防ぐことができるのが、ミストの魔法だけ。ならば、役割を完全に分担した方が戦いやすいだろうと考えたのだ。


 現実は彼女の意図の通りにはならず、相手は三本のナイフを自在に操って、攻撃してくるだけだ。彼女はそれを難なく回避し続けていた。相手の単調な攻撃に本気で戦う気がないのかと疑ったが、相手がそういうことをするタイプだとは思えない。その攻撃にも何かしら意味があって、そうしているのだろうと感じていた。それは彼女が相手の理解者であるからだろう。だが、相手の細かい狙いまでは理解できない。何を待っているのか、彼女は相手の攻撃を回避し続けて、反撃することはしなかった。

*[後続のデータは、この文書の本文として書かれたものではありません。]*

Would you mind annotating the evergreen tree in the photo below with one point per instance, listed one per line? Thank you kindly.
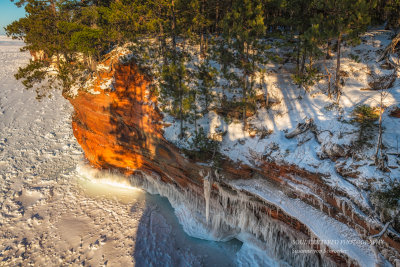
(243, 29)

わざわざ、様々な点で敵わない相手に近づいて、自分たちを危険な場所に飛び込むなんて無謀なことはしない。今は回避し続けるしかないのだ。




 白希はピエロのような恰好をした猿と戦い続けていた。彼は魔法で応戦しているのだが、猿にはあまり効果が内容だった。服にすらほとんどダメージを与えられていないところを見ると、魔法は意味がないのだと理解する。そもそも、ただの勘違いかもしれないが、彼自身が体が動かしにくいと感じていた。いつもとあまり変わらない動きができてはいるが、そのために使う筋力が多いとでもいうのだろうか。おそらく、それが相手の超能力なのかもしれない。超能力者の中には、空間自体が相手の有利になるようにするようなものもあるらしい。フレイズの崩壊も使い方次第では、相手の用意した全てを崩すことすらできる。だが、そういった超能力の効果も制限を受けているようで、テレポートを何度か使用したが、目的の位置に移動することができなかった。目的の位置から半分くらいの場所に出現して、猿の攻撃に当たるところだったのだ。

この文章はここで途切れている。